S’agissant de l’agriculture et de l’agroalimentaire, les crises successives de la pandémie Covid-19, des conséquences de l’invasion russe de l’Ukraine, et de l’inflation qui a suivi, ont été au cœur des travaux de l’EFSCM (Mécanisme européen de préparation et de réponse aux crises de sécurité alimentaire), groupe d’experts des États membres et de l’écosystème agroalimentaire réunis par la Commission. Mais jusqu’ici, les différentes recommandations de l’EFSCM visant à améliorer les instruments de gestion de crise n’avaient pas conçu explicitement qu’il fallait « se préparer aux pires scénarios » comme l’envisage le rapport Niinistö.

« Safer together » propose 9 blocs de ligne de conduite et d’actions pour que l’UE soit totalement prête en termes de sécurité au sens large puisqu’il s’agit notamment de renforcer la coopération entre civiles et militaires, d’améliorer celle qui lie l’Union Européenne avec l’OTAN. Si vis pacem, para bellum : si l’UE veut préserver la paix dans laquelle ont vécu la majeure partie des nations européennes (exception faite de l’ex-Yougoslavie) depuis la seconde guerre mondiale, il faut se préparer à la guerre qui sévit à ses frontières. Il est d’ailleurs facilement compréhensible que l’ancien Président finlandais soit plus sensible que quiconque au contexte actuel de la guerre en Ukraine, lui dont le pays compte un millier de kilomètres de frontière avec la Russie et dont l’histoire conserve la mémoire douloureuse des relations avec son voisin.

En insistant sur les différents principes que garantissent la sécurité, Sauli Niinistö prône notamment de s’appuyer sur la préparation des citoyens européens et d’exploiter pleinement les partenariats entre les secteurs publics et privés. Sous ce chapitre, il conseille de développer une stratégie globale de l’UE en matière de stockage pour parvenir à coordonner les efforts publics et privés pour la constitution de réserves des produits essentiels et d’en assurer la disposition en toutes circonstances. Cette recommandation rejoint l’un des sujets abordés dans les conclusions du « Dialogue stratégique sur le futur de l’agriculture[1] ». Mais ici, il ne s’agit plus seulement d’éviter les ruptures d’approvisionnement ou les fortes volatilités des produits agricoles en temps de paix, mais bien d’assurer la sécurité alimentaire par temps de guerre.

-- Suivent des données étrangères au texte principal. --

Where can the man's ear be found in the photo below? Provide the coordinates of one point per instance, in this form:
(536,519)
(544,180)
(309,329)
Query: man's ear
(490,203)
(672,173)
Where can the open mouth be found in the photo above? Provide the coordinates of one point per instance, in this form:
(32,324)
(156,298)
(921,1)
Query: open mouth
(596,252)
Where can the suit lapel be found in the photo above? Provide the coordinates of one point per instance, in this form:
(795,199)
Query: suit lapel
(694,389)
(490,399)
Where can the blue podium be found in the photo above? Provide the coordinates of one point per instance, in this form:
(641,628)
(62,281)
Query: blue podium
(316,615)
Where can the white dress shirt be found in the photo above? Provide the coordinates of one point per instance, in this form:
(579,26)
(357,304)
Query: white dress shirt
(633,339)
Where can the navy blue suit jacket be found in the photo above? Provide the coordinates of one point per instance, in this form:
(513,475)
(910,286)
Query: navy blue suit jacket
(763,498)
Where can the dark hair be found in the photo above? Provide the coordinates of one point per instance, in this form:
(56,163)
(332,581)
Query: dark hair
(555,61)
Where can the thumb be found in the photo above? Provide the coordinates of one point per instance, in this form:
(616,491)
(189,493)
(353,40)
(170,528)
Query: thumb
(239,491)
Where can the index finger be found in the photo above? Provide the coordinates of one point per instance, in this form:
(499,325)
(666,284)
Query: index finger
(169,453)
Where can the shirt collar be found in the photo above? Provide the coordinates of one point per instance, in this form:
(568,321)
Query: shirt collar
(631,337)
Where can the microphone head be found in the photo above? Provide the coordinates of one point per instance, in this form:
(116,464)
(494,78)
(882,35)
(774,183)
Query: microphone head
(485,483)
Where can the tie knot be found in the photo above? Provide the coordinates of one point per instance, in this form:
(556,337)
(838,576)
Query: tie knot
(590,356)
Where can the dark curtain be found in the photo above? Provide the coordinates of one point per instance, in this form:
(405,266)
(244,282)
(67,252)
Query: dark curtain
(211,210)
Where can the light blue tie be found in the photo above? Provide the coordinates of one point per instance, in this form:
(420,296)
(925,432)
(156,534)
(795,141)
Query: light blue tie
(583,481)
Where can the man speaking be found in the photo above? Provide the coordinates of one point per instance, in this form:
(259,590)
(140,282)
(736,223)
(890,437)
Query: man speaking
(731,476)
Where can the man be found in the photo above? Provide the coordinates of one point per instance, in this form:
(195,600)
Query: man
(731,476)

Au-delà des discussions sur la remise en cause des relations commerciales de l’UE avec le reste du monde, illustrée actuellement par les perspectives d’un accord UE-Mercosur, le rapport Niinistö rappelle avec force qu’il n’y a pas de souveraineté sans garantie de sécurité. Une réflexion qui prend tout son sens pour la défense de la souveraineté alimentaire.

 


[1] Voir l’article de Quentin Mathieu, Conclusions du dialogue stratégique européen sur l’avenir de l’agriculture : une boussole qui continue de perdre le nord ? Agridées.